September 25, 2008 at 12:00 pm by Heather Hayes
Exchange traded funds (ETFs) are moving on up.
That’s the conclusion of a survey recently conducted by the SEI Knowledge Partnership. The survey sought the views of asset management executives when it came to exchange traded products (ETPs).
We spoke with John Alshefski, senior vice president and managing director and Jay Cipriano, head of Traditional Solutions, both with SEI’s Investment Manager Services Division.
“We’re trying to provide insight into the marketplace,” Cipriano says. The survey was designed to help SEI’s investment manager clients understand the issues that will influence future fund launches, business conditions, as well as develop more competitive business strategies. “There are significant growth opportunities for ETFs.”
Of the firms surveyed, 28% plan to launch ETPs in the next 18 months, 58% said they have no plans and 14% already sponsor some.
ETPs themselves have grown at a phenomenal rate in just 10 years: from $16 billion in assets in 1998 to $587 billion as of June 30, 2008, a 3,568% growth rate. Last year, assets ticked slightly above the $613 billion mark before retreating in the wake of a market downturn.
As the industry grows, it’s also seeing more providers. In the first half of this year, State Street represented 35% of all flows, while Barclays had 52% of the assets.
With all these new players entering the market space, though, some of the largest ones are seeing their shares in it diminished. For example, earlier this year, Barclays had the seven largest ETFs, but now they account for just five of the largest.
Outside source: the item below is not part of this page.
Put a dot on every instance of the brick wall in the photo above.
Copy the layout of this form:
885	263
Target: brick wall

There are nine new providers in the market now, for a total of 32.
It isn’t just the providers that are proliferating - there are more and more types of ETFs available to investors now, too. Ten years ago, there were 30 ETFs in 14 Morningstar categories. By the middle of this year, investors could choose from 796 ETPs in 53 of the 68 categories Morningstar uses. SEI notes that the majority of the remaining funds are for single-state municipal bonds.
Competition in the ETF marketplace is getting more and more fierce. Do new providers have the stomach? It seems that they’re willing to give it a try: 28% of the firms surveyed said they would be launching ETPs in the next 18 months. Another 58% said they had no plans and 14% said they already have them.
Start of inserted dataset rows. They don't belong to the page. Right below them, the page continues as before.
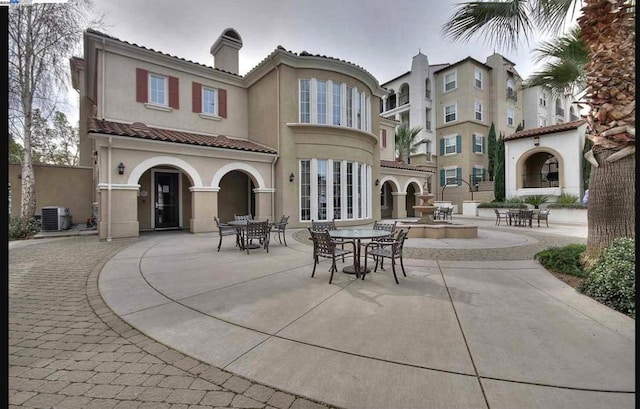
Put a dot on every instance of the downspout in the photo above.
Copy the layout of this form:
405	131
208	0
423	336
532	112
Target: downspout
275	159
109	192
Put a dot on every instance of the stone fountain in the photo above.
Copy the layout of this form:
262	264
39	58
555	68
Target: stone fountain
426	208
428	228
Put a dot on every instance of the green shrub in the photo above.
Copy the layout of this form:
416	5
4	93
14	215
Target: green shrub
576	205
563	260
565	198
611	280
536	200
21	228
502	205
514	200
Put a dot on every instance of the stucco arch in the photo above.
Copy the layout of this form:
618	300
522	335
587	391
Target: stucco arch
253	173
520	163
410	181
395	185
147	164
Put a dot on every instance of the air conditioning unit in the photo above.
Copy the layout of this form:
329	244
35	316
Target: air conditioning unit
55	218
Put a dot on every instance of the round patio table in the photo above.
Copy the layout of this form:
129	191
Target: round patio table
357	235
241	225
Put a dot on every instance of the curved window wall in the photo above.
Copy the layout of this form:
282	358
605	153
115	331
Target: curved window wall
324	99
334	190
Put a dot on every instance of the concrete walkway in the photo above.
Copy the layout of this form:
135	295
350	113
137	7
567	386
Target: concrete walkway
476	324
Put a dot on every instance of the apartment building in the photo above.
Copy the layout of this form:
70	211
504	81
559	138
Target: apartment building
174	143
541	108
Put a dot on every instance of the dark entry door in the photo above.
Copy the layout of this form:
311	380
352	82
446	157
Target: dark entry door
167	204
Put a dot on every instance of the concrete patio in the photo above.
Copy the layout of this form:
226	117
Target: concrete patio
496	332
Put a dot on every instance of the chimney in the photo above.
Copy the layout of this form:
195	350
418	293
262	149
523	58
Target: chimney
225	51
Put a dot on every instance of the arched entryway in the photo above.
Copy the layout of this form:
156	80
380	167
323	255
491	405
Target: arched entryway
236	195
412	190
164	199
540	170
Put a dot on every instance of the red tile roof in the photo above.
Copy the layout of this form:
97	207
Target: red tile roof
401	165
544	130
142	131
101	34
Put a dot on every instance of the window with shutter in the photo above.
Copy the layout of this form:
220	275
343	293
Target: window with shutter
222	102
142	94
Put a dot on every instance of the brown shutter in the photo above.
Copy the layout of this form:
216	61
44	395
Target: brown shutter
174	94
222	102
196	97
142	93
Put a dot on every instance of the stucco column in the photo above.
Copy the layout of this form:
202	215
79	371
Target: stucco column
399	205
204	206
122	218
264	209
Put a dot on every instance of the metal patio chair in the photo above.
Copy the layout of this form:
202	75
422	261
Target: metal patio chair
390	249
325	246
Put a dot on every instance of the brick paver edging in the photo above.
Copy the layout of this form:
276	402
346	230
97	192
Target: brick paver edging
67	349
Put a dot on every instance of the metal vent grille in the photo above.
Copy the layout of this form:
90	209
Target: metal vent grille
50	219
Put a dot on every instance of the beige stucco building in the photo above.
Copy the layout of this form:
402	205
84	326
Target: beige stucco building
174	143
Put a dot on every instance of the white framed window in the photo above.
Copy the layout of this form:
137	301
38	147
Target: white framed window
477	108
478	143
477	175
450	81
305	101
477	78
321	102
450	146
511	86
543	99
451	176
209	101
450	113
349	106
337	103
542	121
510	116
326	183
158	89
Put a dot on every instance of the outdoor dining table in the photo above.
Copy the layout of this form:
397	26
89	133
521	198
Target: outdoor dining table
241	225
357	235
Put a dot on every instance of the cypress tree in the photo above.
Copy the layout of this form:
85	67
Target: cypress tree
491	149
498	178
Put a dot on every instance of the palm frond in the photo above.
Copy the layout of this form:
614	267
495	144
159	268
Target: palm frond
502	23
551	15
569	47
561	77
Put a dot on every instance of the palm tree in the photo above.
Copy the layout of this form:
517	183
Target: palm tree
405	144
563	72
607	30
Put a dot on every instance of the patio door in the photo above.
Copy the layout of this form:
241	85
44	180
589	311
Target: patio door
167	203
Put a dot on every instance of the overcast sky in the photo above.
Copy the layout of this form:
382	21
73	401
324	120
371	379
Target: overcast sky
380	36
After the survey was completed, SEI noticed several things in particular:
- The focus of distribution is critical: For new managers looking to break into the market, a strategy and market niche is important. Being the first to market carries particular weight, as those funds almost always gather the most assets.
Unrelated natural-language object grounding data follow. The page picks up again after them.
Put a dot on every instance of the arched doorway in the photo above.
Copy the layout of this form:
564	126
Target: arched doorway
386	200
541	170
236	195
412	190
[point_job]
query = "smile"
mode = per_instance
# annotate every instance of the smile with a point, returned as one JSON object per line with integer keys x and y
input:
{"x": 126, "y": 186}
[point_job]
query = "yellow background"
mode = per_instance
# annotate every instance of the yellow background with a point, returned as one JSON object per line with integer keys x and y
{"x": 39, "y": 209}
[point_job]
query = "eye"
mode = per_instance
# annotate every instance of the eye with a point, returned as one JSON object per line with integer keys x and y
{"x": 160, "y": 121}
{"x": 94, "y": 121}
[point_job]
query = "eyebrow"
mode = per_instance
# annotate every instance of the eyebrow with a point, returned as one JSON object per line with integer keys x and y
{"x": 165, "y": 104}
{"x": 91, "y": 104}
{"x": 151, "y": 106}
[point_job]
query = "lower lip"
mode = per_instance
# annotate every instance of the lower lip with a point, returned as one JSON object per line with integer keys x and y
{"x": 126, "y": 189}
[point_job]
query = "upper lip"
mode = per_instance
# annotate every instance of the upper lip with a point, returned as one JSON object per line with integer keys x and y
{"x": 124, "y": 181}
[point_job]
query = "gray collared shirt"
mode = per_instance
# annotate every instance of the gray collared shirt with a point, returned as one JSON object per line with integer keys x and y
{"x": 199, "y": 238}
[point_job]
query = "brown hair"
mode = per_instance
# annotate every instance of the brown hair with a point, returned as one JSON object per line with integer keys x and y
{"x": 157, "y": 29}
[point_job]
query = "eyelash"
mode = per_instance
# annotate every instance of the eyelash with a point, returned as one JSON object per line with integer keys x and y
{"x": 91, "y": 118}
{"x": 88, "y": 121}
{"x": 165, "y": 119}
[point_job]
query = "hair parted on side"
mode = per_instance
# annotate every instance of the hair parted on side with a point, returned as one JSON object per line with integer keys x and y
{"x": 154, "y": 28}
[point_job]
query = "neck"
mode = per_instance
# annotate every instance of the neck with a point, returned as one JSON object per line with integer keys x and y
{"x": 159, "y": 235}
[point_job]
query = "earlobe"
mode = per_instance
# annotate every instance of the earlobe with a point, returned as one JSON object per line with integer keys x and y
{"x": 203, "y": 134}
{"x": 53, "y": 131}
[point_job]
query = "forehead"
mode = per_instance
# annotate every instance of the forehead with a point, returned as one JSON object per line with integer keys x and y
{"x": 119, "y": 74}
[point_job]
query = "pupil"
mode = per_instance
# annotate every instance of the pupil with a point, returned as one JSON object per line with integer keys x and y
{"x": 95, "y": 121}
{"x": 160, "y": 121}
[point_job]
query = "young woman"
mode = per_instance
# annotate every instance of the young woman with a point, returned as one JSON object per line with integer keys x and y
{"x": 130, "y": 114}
- Where the market is going: Actively managed ETFs are a focus right now, and broad-based index funds are seen as having potential.
- Infrastructure is a factor: It’s considered a barrier to entry, and those who have gone through it know how important it is.
- The relationship with authorized participants (APs) is becoming a stronger focus, and anything that makes it easier for AP trading can only benefit an ETF provider.
Among both firms that offer ETPs and those that don’t, actively managed and custom products are seen as the most promising. Some of the newer entrants aren’t convinced that the market for index products is played out.
“I think the firms that have launched products have already found success and are now looking for new areas of distribution,” Cipriano says.